Mojtaba Khamenei foi apontado como sucessor do falecido aiatolá Ali Khamenei num momento de máxima tensão geopolítica, após os ataques que envolveram Estados Unidos e Israel. A nomeação pela Assembleia dos Especialistas, segundo relatos, foi fortemente influenciada pelo peso dos Pasdaran (o Corpo da Guarda Revolucionária Islâmica), configurando um movimento decisivo no tabuleiro do poder iraniano.
As primeiras comunicações oficiais ainda se encontravam em processo de confirmação no momento das primeiras reportagens, mas fontes próximas ao sistema de segurança iraniano indicaram que a transferência de autoridade foi praticamente inevitável após a morte do aiatolá. Houve rumores, logo desmentidos ou esclarecidos por fontes locais, de que pai e filho haviam sido mortos ou feridos nos ataques; a narrativa pública, contudo, estabeleceu que Mojtaba Khamenei está vivo e preparado para assumir o comando político-religioso num país já imerso em conflito com Washington e Tel Aviv.
Quem é Mojtaba Khamenei
Nascido em Mashhad, em setembro de 1969, Mojtaba Khamenei é o segundo filho de Ali Khamenei e figura descrita frequentemente como o filho predileto do falecido líder. Com 56 anos, a sua trajetória combina formação religiosa — estudos em Qom — e experiência militar; serviu durante a guerra Irã-Iraque (1987-1988). Apesar dos estudos em seminários, analistas observam que não possui ainda toda a autoridade teológica que tradicionalmente legitima a figura da Guia Suprema no Irã, o que torna a sua ascensão mais dependente de apoios institucionais e das forças armadas revolucionárias do que de uma aclamação clerical inconteste.
No terreno político, Mojtaba consolidou relações estreitas com órgãos de segurança, sobretudo com os Pasdaran, e figura entre os apoiadores de Mahmoud Ahmadinejad nas eleições de 2005 e 2009, sendo apontado por alguns relatos como actor relevante para a recondução deste último em 2009. Essas ligações moldam o seu perfil: menos um erudito do seminário e mais um operador político com raízes profundas na máquina de segurança do Estado.

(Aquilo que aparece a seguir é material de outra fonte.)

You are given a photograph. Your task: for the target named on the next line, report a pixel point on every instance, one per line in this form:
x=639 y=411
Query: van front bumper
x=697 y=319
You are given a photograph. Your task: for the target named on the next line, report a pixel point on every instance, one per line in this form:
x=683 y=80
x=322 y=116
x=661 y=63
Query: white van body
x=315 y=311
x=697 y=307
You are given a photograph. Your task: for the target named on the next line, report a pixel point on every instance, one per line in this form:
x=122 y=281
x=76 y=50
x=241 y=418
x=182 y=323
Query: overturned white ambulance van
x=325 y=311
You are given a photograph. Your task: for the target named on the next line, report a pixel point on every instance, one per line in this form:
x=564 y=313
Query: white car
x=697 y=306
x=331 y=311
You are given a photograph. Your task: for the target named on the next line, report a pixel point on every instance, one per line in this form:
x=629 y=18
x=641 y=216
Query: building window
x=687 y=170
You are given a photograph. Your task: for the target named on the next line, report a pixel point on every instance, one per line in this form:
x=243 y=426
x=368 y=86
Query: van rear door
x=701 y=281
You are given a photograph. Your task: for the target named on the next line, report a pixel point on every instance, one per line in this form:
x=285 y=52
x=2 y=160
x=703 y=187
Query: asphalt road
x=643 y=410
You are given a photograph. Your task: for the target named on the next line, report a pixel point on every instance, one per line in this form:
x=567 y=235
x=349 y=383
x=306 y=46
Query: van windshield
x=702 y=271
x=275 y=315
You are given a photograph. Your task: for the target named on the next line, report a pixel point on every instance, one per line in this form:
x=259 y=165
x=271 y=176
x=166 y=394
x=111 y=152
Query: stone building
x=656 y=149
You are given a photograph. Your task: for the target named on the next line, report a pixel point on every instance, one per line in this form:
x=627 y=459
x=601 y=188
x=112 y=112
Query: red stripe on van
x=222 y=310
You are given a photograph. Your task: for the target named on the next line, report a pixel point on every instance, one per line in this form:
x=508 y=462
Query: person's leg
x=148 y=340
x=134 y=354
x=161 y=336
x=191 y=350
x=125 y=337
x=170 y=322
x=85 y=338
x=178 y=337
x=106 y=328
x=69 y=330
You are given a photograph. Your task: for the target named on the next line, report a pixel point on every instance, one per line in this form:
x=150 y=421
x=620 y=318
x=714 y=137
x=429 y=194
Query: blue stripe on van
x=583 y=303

Patrimônio e influência internacional
Reportagens internacionais e investigações apontam para a existência de um vasto circuito de ativos atribuídos a membros da elite clerical e a seus familiares. No caso de Mojtaba Khamenei, circulam estimativas de que ele controlaria participações significativas em sectores econômicos variados e teria investimentos imobiliários no exterior, com cifras citadas na ordem de cerca de £100 milhões apenas no Reino Unido. Essas alegações são apresentadas por fontes jornalísticas e de investigação e, se confirmadas, constituem um dos elementos centrais para compreender a dimensão transnacional do poder iraniano contemporâneo.
É importante separar informação verificada de relato: investigações independentes e auditorias internacionais ainda são necessárias para traçar com precisão os contornos patrimoniais e a influência económica atribuída a Mojtaba. Contudo, mesmo como indício, tal património reforça a noção de que o novo líder — se consolidado — não será apenas um guardião das tradições religiosas, mas também um gestor influente dos recursos materiais que sustentam o aparelho do Estado.
Implicações geopolíticas
Do ponto de vista estratégico, a ascensão de Mojtaba Khamenei sob o amparo dos Pasdaran sinaliza continuidade, porém com uma tectônica de poder que privilegia os atores militares e de segurança. Num tabuleiro onde cada movimento redesenha linhas de influência, a nova liderança poderá reforçar reações duras a intervenções externas, mantendo — ao mesmo tempo — uma estreita coordenação com aliados regionais e redes de influência que atravessam fronteiras invisíveis.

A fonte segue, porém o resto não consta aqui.